[2019-07-25] Crypto Lending Platform YouHodler Exposes Millions of Privacy Recor

[Jgilpulg]

Users’ full names, addresses, and bank details such as account number and SWIFT code were exposed. In some cases, records containing crypto wallet addresses were also exposed.

https://bitcoinist.com/crypto-lending-platform-youhodler-exposes-millions-of-privacy-records/

[1715232198]

1715232198

[CryptoBry]

This is a serious data breach suffered by this company and this exposed many users to data thievery and illegal use of the same for whatever purpose. This and more is some of the  many inherent weaknesses and risks that we are all undergoing whenever we are using a centralized platform. And unfortunately, this is not the first nor will be the last. Soon we can be hearing of even bigger and more widespread data breach exposing identification and details of millions of people. As of now, there is no solid solution that can tackle this threat as hackers are always two steps ahead of technologies they can utilize.

[Kemarit]

Damn, this is really damaging for the crypto industry specially for the YouHodler members. This is a serious breach and I don't understand how they didn't protect their customers data. I would say that they are incompetent, you are in the business that involves likes of accounts and huge amount of money, how can you not hire security expects in the beginning so that this kind of exposure won't happen?

As per article:

After vpnMentor contacted YouHodler on July 22, 2019, YouHodler reportedly closed the breach the following day.

So I do hope this time, it is really updated, I wonder though if hackers was able to get the data before  Noam Rotem and Ran Locar discover it.

[Lucius]

This breach is revealed quite accidentally when some data scientists are doing web-mapping project, and who knows how long it has existed.

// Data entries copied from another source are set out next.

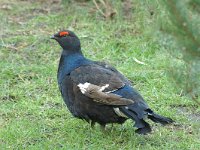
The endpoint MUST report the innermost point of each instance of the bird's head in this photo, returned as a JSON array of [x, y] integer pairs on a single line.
[[67, 40]]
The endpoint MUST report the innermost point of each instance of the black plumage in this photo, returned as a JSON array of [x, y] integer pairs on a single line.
[[97, 92]]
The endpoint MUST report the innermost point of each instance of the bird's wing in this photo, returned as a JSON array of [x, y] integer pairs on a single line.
[[97, 82], [111, 68]]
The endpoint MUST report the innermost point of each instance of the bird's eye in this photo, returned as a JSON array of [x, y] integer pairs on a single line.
[[64, 33]]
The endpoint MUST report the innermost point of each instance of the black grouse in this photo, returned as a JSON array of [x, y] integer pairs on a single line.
[[97, 92]]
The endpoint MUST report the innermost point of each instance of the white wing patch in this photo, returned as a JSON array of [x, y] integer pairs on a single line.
[[84, 87], [119, 113]]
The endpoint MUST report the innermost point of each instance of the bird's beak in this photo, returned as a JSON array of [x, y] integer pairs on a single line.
[[52, 37]]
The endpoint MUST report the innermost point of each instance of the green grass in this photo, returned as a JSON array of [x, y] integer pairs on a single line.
[[32, 112]]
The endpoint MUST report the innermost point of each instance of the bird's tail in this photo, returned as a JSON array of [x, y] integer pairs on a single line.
[[138, 113], [158, 118]]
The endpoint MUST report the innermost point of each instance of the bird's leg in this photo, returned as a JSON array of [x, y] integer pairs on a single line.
[[92, 124]]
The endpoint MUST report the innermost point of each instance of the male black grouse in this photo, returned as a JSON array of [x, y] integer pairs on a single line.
[[97, 92]]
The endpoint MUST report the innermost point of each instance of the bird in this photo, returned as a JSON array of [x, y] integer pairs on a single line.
[[97, 92]]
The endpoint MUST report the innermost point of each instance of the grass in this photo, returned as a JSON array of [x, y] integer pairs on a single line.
[[33, 114]]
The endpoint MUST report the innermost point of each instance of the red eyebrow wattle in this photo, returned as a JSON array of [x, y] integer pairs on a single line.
[[64, 33]]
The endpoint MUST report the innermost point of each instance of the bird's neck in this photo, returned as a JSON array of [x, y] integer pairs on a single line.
[[70, 61], [71, 52]]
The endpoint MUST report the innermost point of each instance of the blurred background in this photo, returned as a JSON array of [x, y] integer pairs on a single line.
[[156, 44]]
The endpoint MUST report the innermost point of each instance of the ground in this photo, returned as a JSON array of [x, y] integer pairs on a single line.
[[33, 114]]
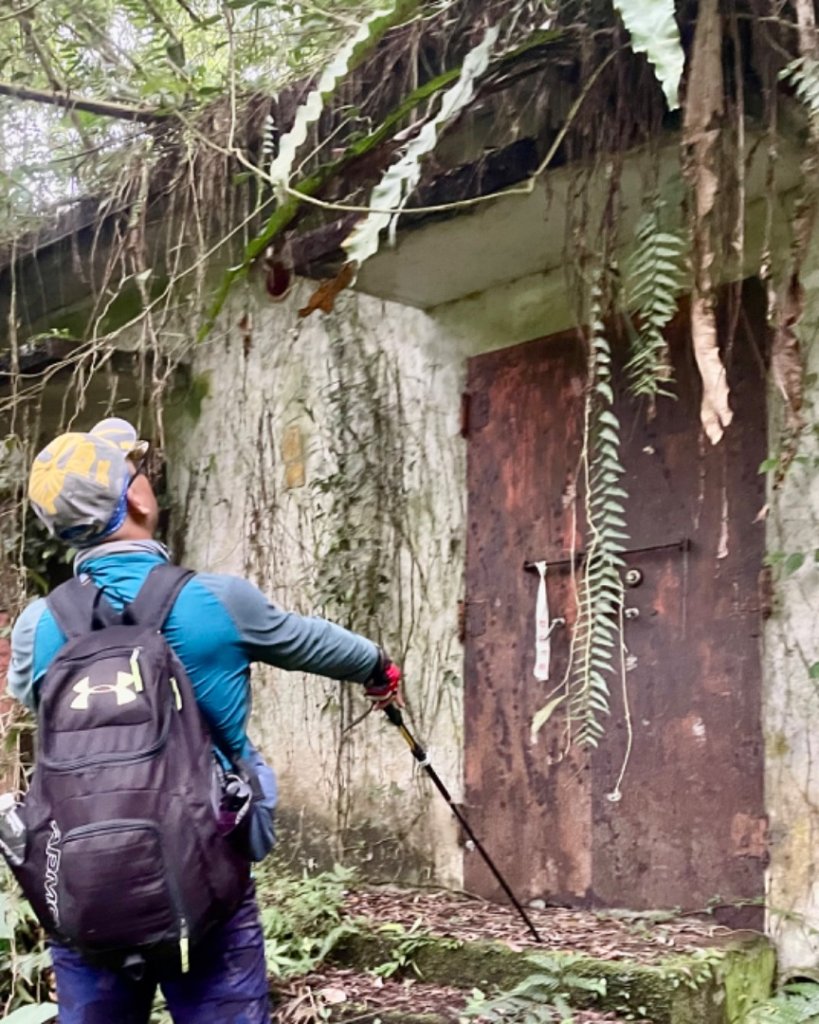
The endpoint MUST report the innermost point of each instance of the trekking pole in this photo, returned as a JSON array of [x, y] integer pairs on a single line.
[[394, 715]]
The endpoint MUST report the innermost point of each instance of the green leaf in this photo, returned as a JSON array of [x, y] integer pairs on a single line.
[[309, 112], [652, 27], [400, 178], [793, 562]]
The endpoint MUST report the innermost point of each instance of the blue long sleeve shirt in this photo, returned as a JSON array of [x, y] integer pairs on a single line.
[[219, 625]]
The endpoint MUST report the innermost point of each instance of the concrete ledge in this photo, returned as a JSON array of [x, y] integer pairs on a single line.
[[713, 985]]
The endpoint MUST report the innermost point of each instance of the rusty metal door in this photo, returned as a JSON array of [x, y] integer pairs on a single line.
[[688, 828]]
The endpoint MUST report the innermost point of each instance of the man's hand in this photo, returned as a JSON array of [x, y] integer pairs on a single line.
[[384, 686]]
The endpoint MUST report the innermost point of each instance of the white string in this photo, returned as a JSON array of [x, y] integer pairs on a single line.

What is important in this story is that all users consider all their data compromised, particularly credit cards, e-mails, phone numbers. This need to be changed ASAP, because this company is store all data in plain text, which is completely crazy and incredibly stupid.

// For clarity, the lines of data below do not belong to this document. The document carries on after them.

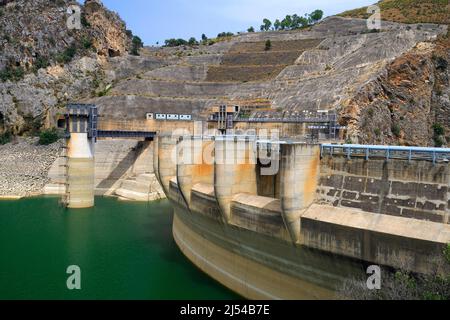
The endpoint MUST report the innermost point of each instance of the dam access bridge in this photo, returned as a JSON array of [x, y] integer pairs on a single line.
[[83, 130]]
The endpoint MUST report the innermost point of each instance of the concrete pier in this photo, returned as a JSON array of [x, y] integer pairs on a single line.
[[235, 171], [300, 165]]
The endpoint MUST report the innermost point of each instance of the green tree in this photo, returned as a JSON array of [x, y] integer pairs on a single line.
[[266, 25], [287, 22], [277, 24], [136, 44], [192, 41]]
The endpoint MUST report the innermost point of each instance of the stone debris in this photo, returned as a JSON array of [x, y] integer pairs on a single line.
[[24, 166]]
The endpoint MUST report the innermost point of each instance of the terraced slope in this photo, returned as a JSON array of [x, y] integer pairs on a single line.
[[250, 61], [408, 11], [325, 67]]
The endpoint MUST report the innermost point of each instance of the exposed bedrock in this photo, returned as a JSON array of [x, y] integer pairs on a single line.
[[333, 65]]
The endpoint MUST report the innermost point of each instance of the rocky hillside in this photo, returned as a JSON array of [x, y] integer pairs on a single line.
[[44, 64], [338, 64], [408, 103], [408, 11], [390, 86]]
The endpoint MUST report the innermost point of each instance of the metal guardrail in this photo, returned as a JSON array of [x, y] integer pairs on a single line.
[[325, 119], [387, 152]]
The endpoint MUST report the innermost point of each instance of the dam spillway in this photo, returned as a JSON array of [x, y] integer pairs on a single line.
[[80, 172], [248, 209]]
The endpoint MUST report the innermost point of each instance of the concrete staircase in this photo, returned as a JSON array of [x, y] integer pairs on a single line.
[[144, 187]]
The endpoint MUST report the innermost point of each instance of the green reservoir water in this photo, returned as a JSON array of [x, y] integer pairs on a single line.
[[125, 251]]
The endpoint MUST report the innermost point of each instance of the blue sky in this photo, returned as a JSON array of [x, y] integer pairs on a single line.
[[157, 20]]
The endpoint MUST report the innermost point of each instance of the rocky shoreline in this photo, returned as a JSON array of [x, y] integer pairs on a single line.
[[24, 167]]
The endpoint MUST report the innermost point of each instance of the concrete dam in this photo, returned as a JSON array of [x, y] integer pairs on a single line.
[[281, 219]]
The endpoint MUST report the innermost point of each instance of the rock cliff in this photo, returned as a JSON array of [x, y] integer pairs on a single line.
[[44, 63]]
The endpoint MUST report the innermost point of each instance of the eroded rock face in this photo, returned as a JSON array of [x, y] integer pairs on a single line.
[[59, 65], [402, 105], [340, 65], [108, 30]]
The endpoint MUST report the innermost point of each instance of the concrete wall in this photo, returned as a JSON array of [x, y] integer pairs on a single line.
[[416, 189], [298, 210]]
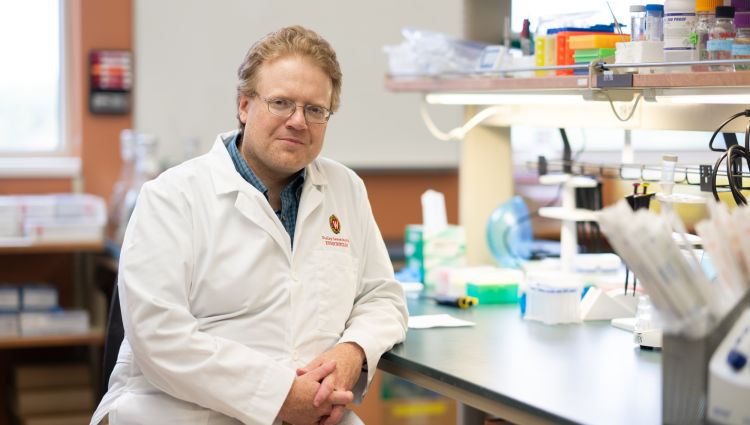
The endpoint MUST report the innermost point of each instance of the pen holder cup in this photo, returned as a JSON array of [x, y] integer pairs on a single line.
[[685, 370]]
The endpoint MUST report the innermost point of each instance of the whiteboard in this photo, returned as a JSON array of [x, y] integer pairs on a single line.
[[187, 54]]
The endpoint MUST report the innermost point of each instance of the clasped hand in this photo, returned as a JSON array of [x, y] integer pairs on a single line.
[[332, 375]]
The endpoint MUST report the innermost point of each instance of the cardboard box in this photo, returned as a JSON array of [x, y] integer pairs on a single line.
[[52, 376]]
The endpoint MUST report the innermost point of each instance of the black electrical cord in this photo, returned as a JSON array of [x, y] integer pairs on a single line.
[[745, 113], [733, 157]]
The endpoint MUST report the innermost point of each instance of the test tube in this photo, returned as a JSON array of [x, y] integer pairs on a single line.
[[668, 164], [654, 22], [637, 22]]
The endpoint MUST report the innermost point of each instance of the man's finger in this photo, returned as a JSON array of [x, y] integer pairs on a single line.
[[321, 371], [341, 397], [335, 417], [325, 390]]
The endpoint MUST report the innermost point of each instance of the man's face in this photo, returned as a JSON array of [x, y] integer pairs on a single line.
[[276, 147]]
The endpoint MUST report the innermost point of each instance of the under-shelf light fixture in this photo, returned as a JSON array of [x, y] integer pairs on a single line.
[[503, 99]]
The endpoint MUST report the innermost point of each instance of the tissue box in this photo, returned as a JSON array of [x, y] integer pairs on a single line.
[[445, 248], [431, 253], [494, 286], [413, 249]]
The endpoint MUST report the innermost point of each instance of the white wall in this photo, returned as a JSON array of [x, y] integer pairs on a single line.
[[187, 53]]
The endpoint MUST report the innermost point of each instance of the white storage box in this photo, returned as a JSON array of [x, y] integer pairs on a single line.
[[8, 324], [10, 298], [38, 297], [54, 322]]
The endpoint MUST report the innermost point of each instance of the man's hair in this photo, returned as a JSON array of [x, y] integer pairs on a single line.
[[294, 40]]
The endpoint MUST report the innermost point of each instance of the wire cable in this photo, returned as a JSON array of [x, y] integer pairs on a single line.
[[457, 133], [732, 156], [506, 233], [632, 111]]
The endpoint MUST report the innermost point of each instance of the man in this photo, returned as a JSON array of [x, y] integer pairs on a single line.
[[254, 283]]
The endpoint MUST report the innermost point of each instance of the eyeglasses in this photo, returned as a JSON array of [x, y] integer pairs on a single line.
[[286, 108]]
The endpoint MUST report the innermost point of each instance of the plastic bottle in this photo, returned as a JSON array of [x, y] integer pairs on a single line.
[[705, 19], [741, 45], [655, 22], [117, 199], [679, 21], [721, 37], [637, 23], [526, 43], [146, 167]]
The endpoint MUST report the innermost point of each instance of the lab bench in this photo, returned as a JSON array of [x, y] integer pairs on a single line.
[[528, 372]]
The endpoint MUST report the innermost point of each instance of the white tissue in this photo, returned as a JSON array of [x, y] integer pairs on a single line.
[[434, 218]]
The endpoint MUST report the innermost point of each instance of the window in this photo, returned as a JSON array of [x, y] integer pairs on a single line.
[[30, 77]]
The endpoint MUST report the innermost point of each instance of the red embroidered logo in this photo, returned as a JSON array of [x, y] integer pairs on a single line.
[[335, 224]]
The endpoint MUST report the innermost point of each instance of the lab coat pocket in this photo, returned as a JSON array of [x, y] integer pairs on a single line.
[[336, 282], [135, 408]]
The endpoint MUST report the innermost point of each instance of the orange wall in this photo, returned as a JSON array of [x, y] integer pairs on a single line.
[[97, 24]]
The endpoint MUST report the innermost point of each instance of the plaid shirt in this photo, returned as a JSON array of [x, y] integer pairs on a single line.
[[290, 195]]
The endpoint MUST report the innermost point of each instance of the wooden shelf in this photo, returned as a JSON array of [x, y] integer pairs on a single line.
[[95, 337], [51, 248], [566, 82], [692, 80], [480, 83]]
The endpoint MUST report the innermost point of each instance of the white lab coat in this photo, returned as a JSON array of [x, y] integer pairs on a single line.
[[219, 311]]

If I was their user, I would close my account instantly and never think to use them again - this is the way amateurs work.

[buwaytress]

This breach is revealed quite accidentally when some data scientists are doing web-mapping project, and who knows how long it has existed. What is important in this story is that all users consider all their data compromised, particularly credit cards, e-mails, phone numbers. This need to be changed ASAP, because this company is store all data in plain text, which is completely crazy and incredibly stupid.

If I was their user, I would close my account instantly and never think to use them again - this is the way amateurs work.

What's shocking is that none of this is shocking to me anymore. I think when Mt Gox happened and people finally understood how it was possible that it could happen, that might have been the reality people weren't prepared for: that people running these crypto businesses were completely unprofessional.

You'd think things have changed over the years, and they have. The great crypto winter weeded out projects that weren't managed well, but the few sectors of industry that continues to display such callous attitudes from the owners are exchanges, custodial services and lending platforms.

What makes it that these people get more and more money, and data, and become more and more reckless with how they store it?

[roosbit]

-snip-

What's shocking is that none of this is shocking to me anymore. I think when Mt Gox happened and people finally understood how it was possible that it could happen, that might have been the reality people weren't prepared for: that people running these crypto businesses were completely unprofessional.

You'd think things have changed over the years, and they have. The great crypto winter weeded out projects that weren't managed well, but the few sectors of industry that continues to display such callous attitudes from the owners are exchanges, custodial services and lending platforms.

What makes it that these people get more and more money, and data, and become more and more reckless with how they store it?

I guess they never learn!

If professionalism is what's lacking then people equipped with the skills to handle the ever growing numbers should be employed, people who understand the crypto ecosystem and know the consequences of not handling this data properly.

And am curious how did data scientists find themselves in such a  position of exposing private data.

[1Referee]

If I was their user, I would close my account instantly and never think to use them again - this is the way amateurs work.

I personally would never sign up to a service called YouHodler. It's no longer coincidence that a service having a shitty name usually means that the people behind the service are not professional and not competent enough.

The problem with people is that the few satoshis they think to make have more priority than their security and privacy. People act shocked and think it's bad that it happened, but a minute later they continue gambling on garbage exchanges and send their data to an ICO project so that they are allowed to participate.